The model stuck her head in the door. “Miss Xu?”
“Come in, come in. What are you waiting for?”
Meiling turned to me, composed again. “The fact that you would do this for us…”
For us. The collective pronoun startled me, and I looked up, as if there were someone else in the room I had missed until now.
“For everyone, I mean. Not just East Village artists, but all young Chinese artists. You’ll be part of a whole international movement.”
There was a new glibness in Meiling’s voice; this kind
of rhetoric was uncharacteristic of her. She’d always been suspicious of groups, even of our East Village, and I knew she didn’t believe in the idea of artistic “movements.”

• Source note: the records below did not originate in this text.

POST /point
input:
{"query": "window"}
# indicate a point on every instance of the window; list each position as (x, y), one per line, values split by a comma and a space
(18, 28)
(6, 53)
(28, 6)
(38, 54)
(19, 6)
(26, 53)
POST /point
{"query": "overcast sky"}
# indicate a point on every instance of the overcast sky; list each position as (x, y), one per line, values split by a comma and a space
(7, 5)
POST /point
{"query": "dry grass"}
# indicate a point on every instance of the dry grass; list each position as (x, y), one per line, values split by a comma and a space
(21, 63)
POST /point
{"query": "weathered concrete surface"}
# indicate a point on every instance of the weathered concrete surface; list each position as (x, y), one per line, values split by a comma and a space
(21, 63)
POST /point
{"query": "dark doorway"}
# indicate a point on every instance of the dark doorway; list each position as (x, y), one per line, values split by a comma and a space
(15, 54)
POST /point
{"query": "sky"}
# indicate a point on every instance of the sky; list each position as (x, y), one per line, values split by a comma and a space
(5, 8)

“This is the Chinese century,” Meiling said. “Everybody says so.”
If it was really the Chinese century, I wondered why I had to go abroad. But I didn’t say that to Meiling. If she was encouraging me to go to America, then I had my answer. My ex-girlfriend might remember me sometimes with nostalgia, but her feelings were no more than that. How could I have imagined otherwise?
“Thank you,” I said, and Meiling smiled. She thought I was responding to her flattery: that I really believed in myself as an ambassador of Chinese art.
“This could be the beginning of something big for you,” she told me.
“Yes,” I said. At least I knew it was the end of something else.
9.
A RECURRING TROPE IN THE LANDSCAPES OF THE OLD MASTERS IS THE passageway between this world and the other. In the Zhao Cangyun scroll Liu Chen and Ruan Zhao in the Tiantai Mountains, the border is a stream the two pilgrims wade across to meet the immortal ladies on the other side. In paintings like Zhang Feng’s Stone Bridge, it’s a rocky arch the pilgrim comes to suddenly on a mountain path. Sometimes, like Liu Chen and Ruan Zhao, you pass through easily, but cannot return. Other times, like Zhang Feng’s solitary pilgrim, you stay on the bridge, locked in place, unable to go either forward or back.
I thought of this arch as I stood by the gate of the American consulate on Wulumuqi Nan Lu, in a long line of applicants. Everyone had warned me to get to the consulate early, and I’d had only a glass of tea before leaving the apartment. By the time I reached the striped sentry platforms, with their two stone-faced guards, my stomach was growling. It was not only hunger I felt, but a kind of anxiety, similar to stage fright. My cousin had promised that there would be no problems. I would simply explain that I had been working in the Shanghai office of Ditian Petroleum for nearly three years, and that I wanted to perfect my English, my greatest contribution to the company. In exchange, I was happy to share with the American students some of the glories of the Chinese landscape tradition, which I had studied with a master painter as a child.